Microsoft has always sold its products for the same price, regardless of geographic location. But in the past year, some countries -- Thailand and Taiwan, for example -- have wrung better pricing out of Microsoft for Windows XP and Office XP. Earlier this month, Malaysia became the most recent country to get a cut-rate bundle from Microsoft. The Israeli government has also complained about Office pricing and has said that it will look for alternatives.
"It's clear that it's a problem," said Paul DeGroot, an analyst at Directions on Microsoft, a Kirkland, Wash.-based consulting firm.
Not an uncommon dilemma
Some analysts say international corporations might benefit if Microsoft decides to introduce local pricing to its global pricing policy. Variability in pricing, particularly as it relates to currency fluctuation, is a problem for every large company, said Julie Giera, an analyst at Forrester Research, Cambridge, Mass.
For Microsoft, it's challenging because the company sells products in so many countries. International companies have agreements with Microsoft that are priced differently. "It's certainly an area that Microsoft needs to address," she said. "All the vendors need to do something. Customers that do business globally are getting frustrated at pricing policies that exist."

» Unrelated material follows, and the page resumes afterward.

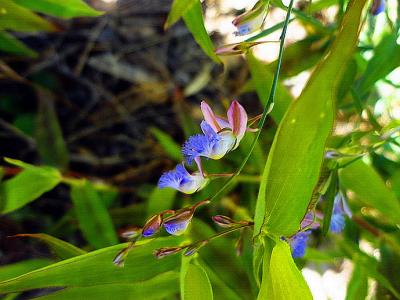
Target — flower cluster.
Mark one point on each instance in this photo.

But not all large companies think better local pricing would offer them much benefit. Factors other than price, such as import duties and legal restrictions on shipping across borders, also factor into the decision of how products are purchased, said George Defenbaugh, manager of global IT infrastructure projects at Amerada Hess Corp., New York.
"Price is one of the factors, and I'm not even sure it's the most important one," he said. "If you tried to buy something out of the country because it was cheaper, but it gets tied up in customs, what's it worth to you?"
DeGroot said that Microsoft is perhaps more vulnerable to price pressure on its software than, say, Oracle Corp. or IBM, because both of those vendors make most of their revenue on integration and services. "There is no price sheet for implementing a Websphere e-commerce solution," he said. "Yet a typical integration will cost three times the cost of the software. You can cut the price of software and still make money on the integration and service."
But Microsoft is in a different situation because it makes money from its licenses. Virtually everyone buys the desktop operating system and Office, so it has far more exposure than its competitors, he said.
DeGroot said that he doubted that server products, such as Exchange or Windows Server, and associated client-access licenses would ever be included in any potential changes to pricing. Rather, he said, this would be limited to consumer products.
In a recent advisory, Gartner Inc., the Stamford, Conn.-based research company, recommended that its clients continue purchasing Windows without waiting for pricing changes because Microsoft has "not yet announced any offerings in any markets or specific timelines for doing so."